Portal 2 co-op, story, gameplay details
GameStop and Game Informer blow lid.
Portal 2 features a separate two-player co-operative campaign, playable over the internet, and new gameplay features include physics-changing paint.
That's according to various reports and scans that have popped up since Friday's confirmation that Portal 2 is due out this year on PC and Xbox 360. According to Game Informer's latest preview, it's also heading to Mac.
A GameStop product page filled in some of the blanks. "Portal 2 introduces a cast of dynamic new characters, a host of fresh puzzle elements, and a much larger set of devious test chambers," it explained.
"Players will explore never-before-seen areas of the Aperture Science Labs and be reunited with GLaDOS, the occasionally murderous computer companion who guided them through the original game."
That's not all, either. Although it has subsequently been edited, the page previously confirmed co-op. "The game's two-player co-operative mode features its own entirely separate campaign with a unique story, test chambers, and two new player characters," it said.
"This new mode forces players to reconsider everything they thought they knew about portals. Success will require them to not just act co-operatively, but to think co-operatively."
Those details are confirmed in the full Game Informer preview, seen by Eurogamer, which reveals that the co-op campaign stars a paid of bipedal robots (one derived from a GLaDOS-style "personality core", the other from a turret).
Co-op will work online or in local split-screen, and includes various options to assist with communication, including a picture-in-picture mode.
The main single-player campaign will take place hundreds of years after the original Portal, although you still control main character Chell.
On the story side, the recent changes to the first game's end sequence hint at narrative continuity, confirmed in the preview, and Portal 2 will also absorb other details that may have seemed throwaway at the time, like the rows of GLaDOS-style personality cores illuminating the room with the cake during the last scene of the first game.
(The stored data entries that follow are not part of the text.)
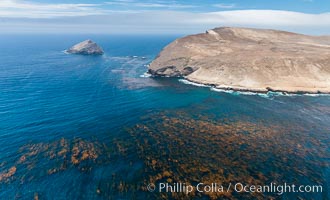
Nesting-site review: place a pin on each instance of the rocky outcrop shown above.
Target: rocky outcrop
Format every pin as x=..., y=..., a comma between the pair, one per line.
x=249, y=59
x=87, y=47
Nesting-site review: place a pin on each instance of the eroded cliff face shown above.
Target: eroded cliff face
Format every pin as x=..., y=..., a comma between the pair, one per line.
x=249, y=59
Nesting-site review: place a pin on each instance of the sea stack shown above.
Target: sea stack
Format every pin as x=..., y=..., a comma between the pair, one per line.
x=87, y=47
x=249, y=59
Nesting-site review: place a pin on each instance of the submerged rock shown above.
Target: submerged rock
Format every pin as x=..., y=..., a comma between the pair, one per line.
x=250, y=60
x=87, y=47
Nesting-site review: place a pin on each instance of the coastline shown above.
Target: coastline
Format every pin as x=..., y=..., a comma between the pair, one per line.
x=247, y=91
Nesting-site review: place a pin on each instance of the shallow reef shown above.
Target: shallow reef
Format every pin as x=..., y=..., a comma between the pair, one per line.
x=179, y=148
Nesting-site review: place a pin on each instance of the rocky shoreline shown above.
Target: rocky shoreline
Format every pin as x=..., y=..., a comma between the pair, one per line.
x=255, y=60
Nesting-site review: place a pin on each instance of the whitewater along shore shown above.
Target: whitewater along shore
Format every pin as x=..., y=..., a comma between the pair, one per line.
x=245, y=59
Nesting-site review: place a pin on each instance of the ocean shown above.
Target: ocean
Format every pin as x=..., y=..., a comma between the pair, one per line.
x=95, y=127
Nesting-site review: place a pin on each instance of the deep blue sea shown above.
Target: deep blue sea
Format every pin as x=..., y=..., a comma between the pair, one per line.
x=94, y=127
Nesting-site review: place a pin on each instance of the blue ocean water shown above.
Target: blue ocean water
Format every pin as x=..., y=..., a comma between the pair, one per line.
x=47, y=95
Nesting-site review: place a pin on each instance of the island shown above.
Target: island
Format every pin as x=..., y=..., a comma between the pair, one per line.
x=247, y=59
x=87, y=47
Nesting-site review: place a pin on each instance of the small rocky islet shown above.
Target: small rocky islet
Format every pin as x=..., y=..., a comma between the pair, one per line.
x=87, y=47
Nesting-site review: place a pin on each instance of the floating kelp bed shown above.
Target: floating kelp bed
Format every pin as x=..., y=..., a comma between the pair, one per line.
x=178, y=148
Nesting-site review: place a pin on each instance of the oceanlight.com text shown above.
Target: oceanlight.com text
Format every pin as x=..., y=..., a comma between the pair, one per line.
x=237, y=187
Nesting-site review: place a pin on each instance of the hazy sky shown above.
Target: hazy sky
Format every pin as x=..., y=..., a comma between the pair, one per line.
x=161, y=17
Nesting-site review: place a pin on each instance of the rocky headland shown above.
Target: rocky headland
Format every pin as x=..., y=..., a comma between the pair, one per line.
x=248, y=59
x=87, y=47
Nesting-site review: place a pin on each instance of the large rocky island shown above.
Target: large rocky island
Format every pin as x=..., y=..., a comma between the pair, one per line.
x=87, y=47
x=249, y=59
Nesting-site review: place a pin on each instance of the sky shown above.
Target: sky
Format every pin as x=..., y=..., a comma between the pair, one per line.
x=161, y=16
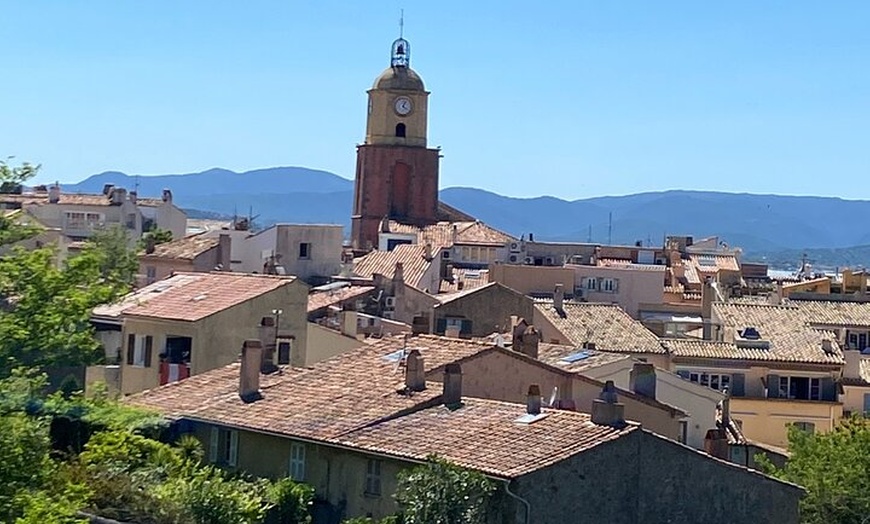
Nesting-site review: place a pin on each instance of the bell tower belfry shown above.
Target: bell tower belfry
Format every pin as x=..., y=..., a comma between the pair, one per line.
x=396, y=173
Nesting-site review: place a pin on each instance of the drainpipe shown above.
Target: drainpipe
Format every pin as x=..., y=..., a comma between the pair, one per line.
x=507, y=488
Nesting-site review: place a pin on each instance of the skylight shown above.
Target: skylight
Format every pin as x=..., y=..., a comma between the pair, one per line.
x=395, y=356
x=576, y=357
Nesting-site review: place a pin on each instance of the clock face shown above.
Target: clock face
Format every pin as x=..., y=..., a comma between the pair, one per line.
x=403, y=105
These cores were individual AIs, some of whom now play secondary characters you encounter in various contexts.
Although your gun will continue to fire just two portals, physical forces will now bleed between them. For example, a portal positioned below a powerful suction tube will maintain that suction across the portal threshold, affecting objects on the other side. There's also a tractor beam.
Perhaps most interestingly, there's even a range of paints that change surface friction and behaviour, which you can distribute through careful portal use. For example, you can paint the floor orange to increase the speed you move over it.
You will also get to see more behind the scenes of the Aperture Science facility. It sounds as though time hasn't been kind to the labs, and of course the further away from the shop floor you get the greater the chance of finding out more of what's going on in the story.
Finally, the preview confirms that Portal 2 will be significantly longer than its predecessor. Despite all the acclaim it attracted, Valve feels it was taking a chance on the original, whereas this time it is more sure of itself.
As marketing director Doug Lombardi puts it in Game Informer, "Portal was a testbed. Portal 2 is a game."